31. Mai 2021 Ariel Leuenberger

Mehr Partner und neue Finanzierungsformen

Um die Zinsen und das Risiko tief zu halten, verteilt die ABZ ihre Schulden auf verschiedene Partner und neue Finanzierungsformen. Wie geht sie dabei vor?

Wer in der ABZ wohnt, bezahlt eine Kostenmiete. Die Genossenschaft verrechnet nur die tatsächlich anfallenden Kosten und macht keinen Gewinn. Durch Wertsteigerungen und haushälterisches Wirtschaften ist es ihr gelungen, eine beachtliche finanzielle Substanz aufzubauen: die stillen Reserven. Darunter fallen unsere eigenen Grundstücke, die wir zum Anschaffungswert in unseren Büchern führen – und da die Anschaffungen bis zu 100 Jahre zurückliegen, hat sich ihr Wert mit der Zeit vermehrt. Martin Uebelhart, Bereichsleiter Finanzen und Dienste, erläutert: «Einerseits fliesst der Landwert zum Zeitpunkt der Anschaffung in die Berechnung der Kostenmiete ein, andererseits schöpfen wir die gesetzlichen Möglichkeiten bei den Abschreibungen auf den Gebäuden aus und reduzieren so die Steuerbelastung.»
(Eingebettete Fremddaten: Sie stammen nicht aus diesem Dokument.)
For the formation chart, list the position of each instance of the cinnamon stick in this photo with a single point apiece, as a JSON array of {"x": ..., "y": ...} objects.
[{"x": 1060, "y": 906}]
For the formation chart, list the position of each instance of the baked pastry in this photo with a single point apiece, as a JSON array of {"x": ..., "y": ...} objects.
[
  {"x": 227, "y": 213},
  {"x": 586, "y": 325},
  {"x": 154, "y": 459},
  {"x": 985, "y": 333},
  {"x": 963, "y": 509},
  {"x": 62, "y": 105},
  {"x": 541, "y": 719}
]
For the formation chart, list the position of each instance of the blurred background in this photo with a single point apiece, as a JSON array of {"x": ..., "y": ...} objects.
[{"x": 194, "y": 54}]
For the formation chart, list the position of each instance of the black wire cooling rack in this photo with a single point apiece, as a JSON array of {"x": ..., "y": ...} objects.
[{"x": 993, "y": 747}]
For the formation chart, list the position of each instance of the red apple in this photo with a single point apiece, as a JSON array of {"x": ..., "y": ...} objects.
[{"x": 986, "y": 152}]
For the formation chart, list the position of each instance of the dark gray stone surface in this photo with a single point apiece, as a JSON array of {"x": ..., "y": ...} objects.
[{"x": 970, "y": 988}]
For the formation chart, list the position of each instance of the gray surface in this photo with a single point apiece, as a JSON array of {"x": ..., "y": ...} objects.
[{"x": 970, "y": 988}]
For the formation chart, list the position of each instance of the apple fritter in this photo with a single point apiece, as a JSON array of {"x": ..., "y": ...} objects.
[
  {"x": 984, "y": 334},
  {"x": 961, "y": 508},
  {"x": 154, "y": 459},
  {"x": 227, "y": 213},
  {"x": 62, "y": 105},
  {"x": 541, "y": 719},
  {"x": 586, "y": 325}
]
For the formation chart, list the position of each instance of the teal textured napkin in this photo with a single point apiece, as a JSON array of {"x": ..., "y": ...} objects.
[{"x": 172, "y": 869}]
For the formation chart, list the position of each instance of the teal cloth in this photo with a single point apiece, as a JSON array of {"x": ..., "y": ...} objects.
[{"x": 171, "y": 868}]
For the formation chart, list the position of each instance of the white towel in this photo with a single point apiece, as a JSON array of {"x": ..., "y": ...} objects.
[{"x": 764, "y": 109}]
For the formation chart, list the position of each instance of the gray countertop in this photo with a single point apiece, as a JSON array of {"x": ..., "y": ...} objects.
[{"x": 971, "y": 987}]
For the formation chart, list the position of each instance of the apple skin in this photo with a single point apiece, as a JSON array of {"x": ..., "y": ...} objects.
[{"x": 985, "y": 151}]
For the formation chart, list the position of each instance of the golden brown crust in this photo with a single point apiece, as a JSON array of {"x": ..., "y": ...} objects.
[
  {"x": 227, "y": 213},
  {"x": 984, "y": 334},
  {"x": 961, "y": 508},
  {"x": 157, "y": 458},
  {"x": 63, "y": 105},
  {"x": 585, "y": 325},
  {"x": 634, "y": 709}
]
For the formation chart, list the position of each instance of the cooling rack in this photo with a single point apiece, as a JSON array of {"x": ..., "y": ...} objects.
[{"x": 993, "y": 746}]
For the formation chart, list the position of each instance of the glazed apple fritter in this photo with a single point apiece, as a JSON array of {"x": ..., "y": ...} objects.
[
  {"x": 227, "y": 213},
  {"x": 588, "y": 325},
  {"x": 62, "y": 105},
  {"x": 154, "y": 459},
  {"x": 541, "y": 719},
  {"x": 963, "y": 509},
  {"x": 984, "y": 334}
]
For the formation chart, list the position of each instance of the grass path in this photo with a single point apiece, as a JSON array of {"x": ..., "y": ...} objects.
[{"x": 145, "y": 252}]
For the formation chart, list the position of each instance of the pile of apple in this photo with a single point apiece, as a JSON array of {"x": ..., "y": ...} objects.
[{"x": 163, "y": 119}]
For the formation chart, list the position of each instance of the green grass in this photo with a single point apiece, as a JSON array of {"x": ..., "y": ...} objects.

Viel Fremdkapital zu guten Konditionen

Weil die ABZ hohe stille Reserven hat, kann sie zu guten Konditionen Geld ausleihen. Und das müssen wir: Unser ausgewiesenes Eigenkapital beträgt 30 Millionen Franken, das Fremdkapital beläuft sich auf über eine Milliarde Franken. Dieses Geld stammt von unseren Mitgliedern in Form von Depositen, von Banken, Versicherungen und Vorsorgeeinrichtungen in Form von Hypotheken sowie von verschiedenen Geldgebern in Form von Anleihen und Darlehen.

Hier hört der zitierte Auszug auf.